Ia menambahkan bahwa potensi besar tersebut perlu ditopang oleh ekosistem yang kuat melalui sinergi dari berbagai pihak.
“Musik Indonesia, mulai dari tradisi hingga kontemporer, memiliki potensi besar untuk terus berkembang. Kita berharap ekosistemnya semakin baik melalui kolaborasi antara musisi, seniman, budayawan, dan pemerintah di berbagai tingkat,” ucapnya.
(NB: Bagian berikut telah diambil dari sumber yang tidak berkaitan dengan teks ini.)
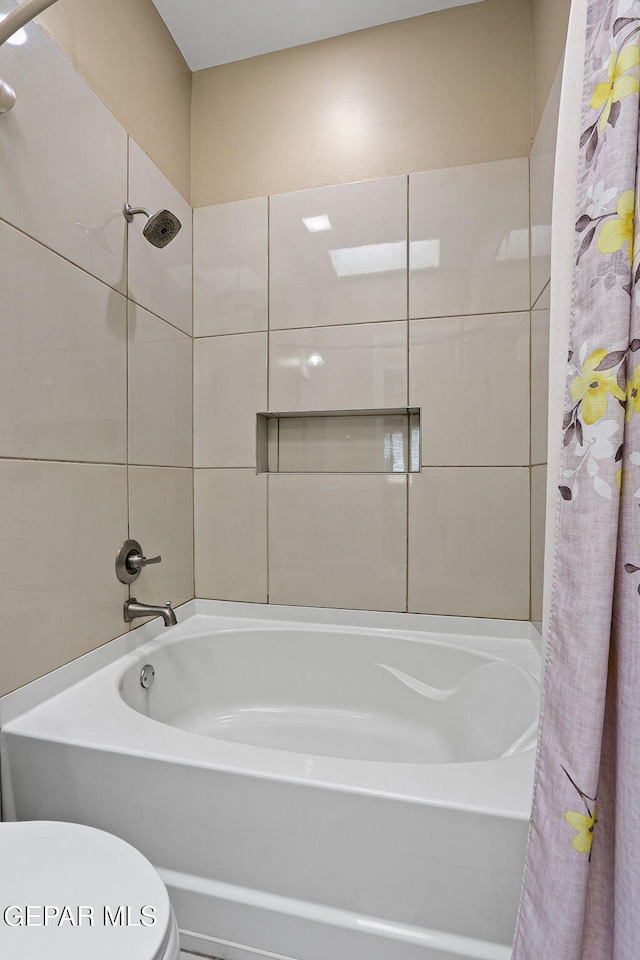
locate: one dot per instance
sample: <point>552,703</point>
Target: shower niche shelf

Sebagai wujud perhatian nyata, pemerintah turut memfasilitasi pengembangan musik tradisional melalui program Manajemen Talenta Nasional (MTN). Musik tradisi dipandang sebagai bagian penting dari identitas budaya yang keberlangsungannya perlu dijaga, terutama sebagai sarana pewarisan nilai-nilai budaya kepada generasi muda.
Senada dengan pandangan tersebut, Menteri Ekonomi Kreatif, Teuku Riefky Harsya, menilai bahwa kreativitas generasi muda menjadi modal utama untuk mendorong kemajuan musik Indonesia, sekaligus menjadikannya sebagai kekuatan ekonomi kreatif.
“Musik Indonesia memiliki kekayaan budaya, kreativitas, dan energi generasi muda yang luar biasa. Ini menjadi kekuatan ekonomi kreatif sekaligus soft power di dunia,” pungkasnya.